Baby boom Trekkies loved the original TV series’ ship (NCC–1701). Millennials had Picard’s ship, the 1701-D. But my ship, my Enterprise, was NCC–1701-A—the short-lived duplicate we see in Treks IV-VI. The Undiscovered Country is the first Trek I saw in theaters; that film cemented my fondness for its imaginary vessel.
But it’s not just nerd nostalgia that makes 1701-A better. The refit Enterprise (both 1701 and 1701-A) looks better than any other Star Trek ship. It has a simple, utilitarian appearance—not the retro corniness of the original series’ design (and J.J. Abram’s reboot), nor the smooth, oddly-aerodynamic sleekness of the Next Generation-era ships. The 1701-A design is so beautiful that the first film dedicates five full minutes to a majestic fly-by. Some people think that scene is boring. Those people are wrong.

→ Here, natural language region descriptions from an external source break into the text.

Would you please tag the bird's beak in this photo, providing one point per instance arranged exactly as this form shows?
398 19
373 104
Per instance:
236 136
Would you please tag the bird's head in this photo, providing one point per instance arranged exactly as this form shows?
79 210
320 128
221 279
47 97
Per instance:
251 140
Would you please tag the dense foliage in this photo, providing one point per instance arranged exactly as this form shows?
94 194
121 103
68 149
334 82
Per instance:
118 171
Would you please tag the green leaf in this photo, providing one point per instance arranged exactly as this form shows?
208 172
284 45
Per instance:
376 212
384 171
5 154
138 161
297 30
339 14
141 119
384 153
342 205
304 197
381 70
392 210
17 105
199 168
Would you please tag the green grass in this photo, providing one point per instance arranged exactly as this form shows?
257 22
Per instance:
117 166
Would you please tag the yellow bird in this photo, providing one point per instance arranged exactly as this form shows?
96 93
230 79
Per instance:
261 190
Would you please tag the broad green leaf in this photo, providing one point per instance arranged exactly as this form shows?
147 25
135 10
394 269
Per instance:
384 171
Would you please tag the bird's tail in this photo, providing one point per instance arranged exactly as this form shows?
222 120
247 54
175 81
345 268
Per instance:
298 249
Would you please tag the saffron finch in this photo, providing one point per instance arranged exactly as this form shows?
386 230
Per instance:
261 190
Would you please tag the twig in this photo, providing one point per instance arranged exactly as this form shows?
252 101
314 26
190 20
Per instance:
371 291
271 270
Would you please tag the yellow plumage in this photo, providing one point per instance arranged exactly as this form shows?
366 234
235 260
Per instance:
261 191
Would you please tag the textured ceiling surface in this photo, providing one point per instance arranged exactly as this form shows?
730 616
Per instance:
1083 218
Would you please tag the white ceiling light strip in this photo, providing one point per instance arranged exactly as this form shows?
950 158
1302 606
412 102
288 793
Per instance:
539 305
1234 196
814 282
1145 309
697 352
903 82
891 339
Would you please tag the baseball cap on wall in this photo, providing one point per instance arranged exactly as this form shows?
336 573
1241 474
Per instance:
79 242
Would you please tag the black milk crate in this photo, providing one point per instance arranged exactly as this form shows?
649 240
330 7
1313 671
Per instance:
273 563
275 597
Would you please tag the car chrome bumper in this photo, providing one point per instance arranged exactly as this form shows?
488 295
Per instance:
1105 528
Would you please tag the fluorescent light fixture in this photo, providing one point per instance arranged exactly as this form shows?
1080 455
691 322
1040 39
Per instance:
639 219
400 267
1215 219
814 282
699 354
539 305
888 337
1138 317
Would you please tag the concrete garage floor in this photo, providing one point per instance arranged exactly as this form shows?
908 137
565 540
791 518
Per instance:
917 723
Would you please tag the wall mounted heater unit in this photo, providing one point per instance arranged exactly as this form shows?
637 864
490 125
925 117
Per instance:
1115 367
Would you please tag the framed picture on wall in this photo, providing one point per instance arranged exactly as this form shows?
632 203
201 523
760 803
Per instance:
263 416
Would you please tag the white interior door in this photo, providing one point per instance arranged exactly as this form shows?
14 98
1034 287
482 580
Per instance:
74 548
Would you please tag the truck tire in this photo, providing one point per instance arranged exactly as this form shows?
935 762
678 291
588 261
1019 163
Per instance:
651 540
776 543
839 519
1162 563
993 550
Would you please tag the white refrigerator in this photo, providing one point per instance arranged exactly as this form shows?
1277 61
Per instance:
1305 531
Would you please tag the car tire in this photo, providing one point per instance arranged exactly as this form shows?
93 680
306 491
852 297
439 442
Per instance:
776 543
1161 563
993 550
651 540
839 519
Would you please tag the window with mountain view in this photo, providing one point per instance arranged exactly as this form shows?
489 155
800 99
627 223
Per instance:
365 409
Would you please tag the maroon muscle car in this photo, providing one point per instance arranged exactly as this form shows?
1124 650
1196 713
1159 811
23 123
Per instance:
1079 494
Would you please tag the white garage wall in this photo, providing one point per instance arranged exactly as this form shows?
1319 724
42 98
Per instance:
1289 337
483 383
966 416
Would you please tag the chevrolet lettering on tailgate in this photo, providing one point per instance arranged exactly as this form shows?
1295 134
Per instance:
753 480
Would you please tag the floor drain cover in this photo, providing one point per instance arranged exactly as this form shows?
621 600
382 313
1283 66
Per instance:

The 1701-A’s interior aesthetic bests its Enterprise siblings, as well. None of these sprawling, 2000-square-foot luxury suites from the Enterprise-D. Instead, enlisted crew share bunkrooms, and even a ship’s captain gets relatively cramped quarters. The bridge feels submarinish—metallic and stark—compared to the plush, over-carpeted interior of Picard’s bridge, or the 60s show’s cardboard sets.
I do sometimes wonder what happened to the Enterprise-A, since the ship disappears from canon after The Undiscovered Country. According to a toy model’s documentation, the vessel gets placed in a museum. A TNG comic indicates that Scotty tours the 1701-A after his unlikely rescue by Picard and Co. (TNG: “Relics.”) And in William Shatner’s (non-canonical) Trek novels, Kirk (newly resurrected after Generations) pulls the Enterprise-A out of retirement for one more mission to save the galaxy.